Neither do you have to give long study to the attitudes of modern Christian believers to discern that by and large we consider the expression of true Christian holiness to be just a matter of personal option: “I have looked it over and considered it, but I don’t buy it!”…
Personally, I am of the opinion that we who claim to be apostolic Christians do not have the privilege of ignoring such apostolic injunctions. I do not mean that a pastor can forbid or that a church can compel. I only mean that morally we dare not ignore this commandment, “Be holy.”…
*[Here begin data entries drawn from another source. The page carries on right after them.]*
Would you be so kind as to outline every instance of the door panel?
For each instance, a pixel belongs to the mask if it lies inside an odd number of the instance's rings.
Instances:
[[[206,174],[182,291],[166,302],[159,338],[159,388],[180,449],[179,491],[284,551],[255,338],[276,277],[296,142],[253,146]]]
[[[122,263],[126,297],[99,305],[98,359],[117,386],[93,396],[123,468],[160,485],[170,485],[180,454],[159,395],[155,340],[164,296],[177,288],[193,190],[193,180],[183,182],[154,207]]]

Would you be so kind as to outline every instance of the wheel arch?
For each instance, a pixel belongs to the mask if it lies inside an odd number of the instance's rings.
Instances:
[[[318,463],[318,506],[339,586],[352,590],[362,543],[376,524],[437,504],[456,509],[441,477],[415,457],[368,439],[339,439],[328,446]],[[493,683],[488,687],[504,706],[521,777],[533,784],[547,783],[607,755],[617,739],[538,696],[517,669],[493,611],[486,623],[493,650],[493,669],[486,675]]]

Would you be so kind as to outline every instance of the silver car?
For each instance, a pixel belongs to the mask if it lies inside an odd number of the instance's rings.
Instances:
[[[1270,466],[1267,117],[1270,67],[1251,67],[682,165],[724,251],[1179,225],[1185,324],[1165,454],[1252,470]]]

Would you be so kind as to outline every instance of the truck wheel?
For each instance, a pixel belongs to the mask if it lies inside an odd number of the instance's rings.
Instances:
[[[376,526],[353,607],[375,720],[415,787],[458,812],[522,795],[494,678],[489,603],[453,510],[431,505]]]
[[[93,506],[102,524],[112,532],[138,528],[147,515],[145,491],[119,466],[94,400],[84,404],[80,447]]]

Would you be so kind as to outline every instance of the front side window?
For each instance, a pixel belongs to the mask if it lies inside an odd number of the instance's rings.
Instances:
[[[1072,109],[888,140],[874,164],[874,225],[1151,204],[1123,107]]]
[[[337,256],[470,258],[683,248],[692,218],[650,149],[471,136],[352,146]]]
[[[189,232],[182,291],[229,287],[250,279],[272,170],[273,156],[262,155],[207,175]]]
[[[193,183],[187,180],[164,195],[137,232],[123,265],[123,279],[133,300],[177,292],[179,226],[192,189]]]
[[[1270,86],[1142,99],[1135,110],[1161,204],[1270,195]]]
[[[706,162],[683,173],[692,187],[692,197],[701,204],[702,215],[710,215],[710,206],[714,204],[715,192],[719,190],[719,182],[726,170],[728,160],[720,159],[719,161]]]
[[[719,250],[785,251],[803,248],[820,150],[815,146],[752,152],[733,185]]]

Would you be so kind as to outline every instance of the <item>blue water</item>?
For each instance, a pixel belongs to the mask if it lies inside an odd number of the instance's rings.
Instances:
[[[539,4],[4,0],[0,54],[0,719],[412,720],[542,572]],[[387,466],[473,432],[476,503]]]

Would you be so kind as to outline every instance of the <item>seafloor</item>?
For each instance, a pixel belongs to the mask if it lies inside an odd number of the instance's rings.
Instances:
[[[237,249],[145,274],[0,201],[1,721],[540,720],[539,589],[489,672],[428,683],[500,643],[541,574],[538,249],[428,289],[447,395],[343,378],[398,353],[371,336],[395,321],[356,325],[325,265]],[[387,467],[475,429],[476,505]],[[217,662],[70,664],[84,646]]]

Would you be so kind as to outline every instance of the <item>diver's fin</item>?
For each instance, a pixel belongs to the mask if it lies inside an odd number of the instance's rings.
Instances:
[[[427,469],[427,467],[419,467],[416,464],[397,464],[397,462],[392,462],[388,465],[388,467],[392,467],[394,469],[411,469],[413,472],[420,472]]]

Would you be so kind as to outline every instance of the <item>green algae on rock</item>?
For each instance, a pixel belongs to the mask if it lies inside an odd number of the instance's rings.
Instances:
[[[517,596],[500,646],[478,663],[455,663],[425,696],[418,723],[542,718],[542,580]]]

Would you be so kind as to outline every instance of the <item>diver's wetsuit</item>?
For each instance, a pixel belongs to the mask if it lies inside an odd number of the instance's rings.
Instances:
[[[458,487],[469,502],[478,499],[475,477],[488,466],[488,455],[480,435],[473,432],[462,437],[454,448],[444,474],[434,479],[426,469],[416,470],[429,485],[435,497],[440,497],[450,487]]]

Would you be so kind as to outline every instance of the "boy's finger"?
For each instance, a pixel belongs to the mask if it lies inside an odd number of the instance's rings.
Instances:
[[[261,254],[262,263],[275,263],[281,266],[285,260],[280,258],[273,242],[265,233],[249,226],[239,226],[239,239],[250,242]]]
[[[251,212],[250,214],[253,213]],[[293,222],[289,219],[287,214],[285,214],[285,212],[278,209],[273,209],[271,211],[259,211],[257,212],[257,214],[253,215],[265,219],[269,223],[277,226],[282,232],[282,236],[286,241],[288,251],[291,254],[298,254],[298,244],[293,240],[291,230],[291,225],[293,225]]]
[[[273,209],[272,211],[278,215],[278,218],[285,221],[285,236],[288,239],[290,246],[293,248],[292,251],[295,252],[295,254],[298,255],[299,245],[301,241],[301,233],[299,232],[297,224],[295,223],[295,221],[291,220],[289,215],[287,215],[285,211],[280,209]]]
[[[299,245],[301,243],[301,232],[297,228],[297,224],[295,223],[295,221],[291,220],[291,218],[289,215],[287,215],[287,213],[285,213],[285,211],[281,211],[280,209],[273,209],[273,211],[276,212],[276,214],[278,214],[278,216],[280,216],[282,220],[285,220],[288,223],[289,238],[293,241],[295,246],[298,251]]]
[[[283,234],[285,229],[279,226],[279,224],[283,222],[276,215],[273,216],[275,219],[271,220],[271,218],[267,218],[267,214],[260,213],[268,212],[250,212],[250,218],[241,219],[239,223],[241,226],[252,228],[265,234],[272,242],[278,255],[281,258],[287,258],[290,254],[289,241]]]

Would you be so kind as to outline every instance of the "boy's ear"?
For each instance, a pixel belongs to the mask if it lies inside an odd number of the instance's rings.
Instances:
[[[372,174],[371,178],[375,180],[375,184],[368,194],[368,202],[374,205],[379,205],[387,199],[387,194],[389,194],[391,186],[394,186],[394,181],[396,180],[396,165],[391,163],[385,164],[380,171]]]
But, brethren, we are still under the holy authority of the apostolic command. Men of God have reminded us in the Word that God does ask us and expect us to be holy men and women of God, because we are the children of God, who is holy. The doctrine of holiness may have been badly and often wounded—but the provision of God by His pure and gentle and loving Spirit is still the positive answer for those who hunger and thirst for a life and spirit well-pleasing to God.
Oh, Lord, strengthen me today, walk with me, keep me cognizant of Your presence, guard me from any thought or action that would be displeasing to You. Amen.
…Yield yourselves unto God, as those that are alive from the dead, and your members as instruments of righteousness unto God. Romans 6:13
Much that passes for New Testament Christianity is little more than objective truth sweetened with song, and made palatable by religious entertainment.
I take the risk of being misunderstood when I say that probably no other portion of the Scriptures can compare with the Pauline Epistles when it comes to making artificial saints. Peter warned that the unlearned and unstable would wrest Paul’s writings to their own destruction, and we have only to visit the average Bible conference and listen to a few lectures to know what he meant!
The ominous thing is that the Pauline doctrines may be taught with complete faithfulness to the letter of the text without making the hearers one whit better. The teacher may and often does so teach the truth as to leave the hearers without a sense of moral obligation.
One reason for the divorce between truth and life may be lack of the Spirit’s illumination. Another surely is the teacher’s unwillingness to get himself into trouble. Any man with fair pulpit gifts can get on with the average congregation if he just “feeds” them and lets them alone. Give them plenty of objective truth and never hint that they are wrong and should be set right, and they will be content!
But the man who preaches truth and applies it to the lives of his hearers will feel the nails and the thorns. He will lead a hard life—but a glorious one!
And the LORD God called unto Adam, and said unto him, Where art thou? GENESIS 3:9
There is a divine voice that continues to call. It is the voice of the Creator God, and it is entreating us. Just as the shepherd went everywhere searching for his sheep, just as the woman in the parable went everywhere searching for her coin, so there is a divine search with many variations of the voice that entreats us, calling us back.
If we were not lost, there would be no Father’s voice calling us to return, calling us back. So, I say again that we have not been given up.
Think of the Genesis account: Adam fleeing from the face of God, hiding among the trees of the garden. It was then that the sound of God’s gentle voice was heard, saying “[Adam,] where are you?”
I would remind you that His seeking voice has never died out. The echo of that voice is sounding throughout the widening years. It has never ceased to echo and reecho from peak to peak, from generation to generation, from race to race, and continent to continent, and off to islands and back to the continent again.
Throughout all of man’s years, “Adam, where are you?” has been the faithful call.
I pray earnestly, O God, that I may not be found among those with hardened hearts, no longer able to hear Your voice. Please speak to me today…I’m listening.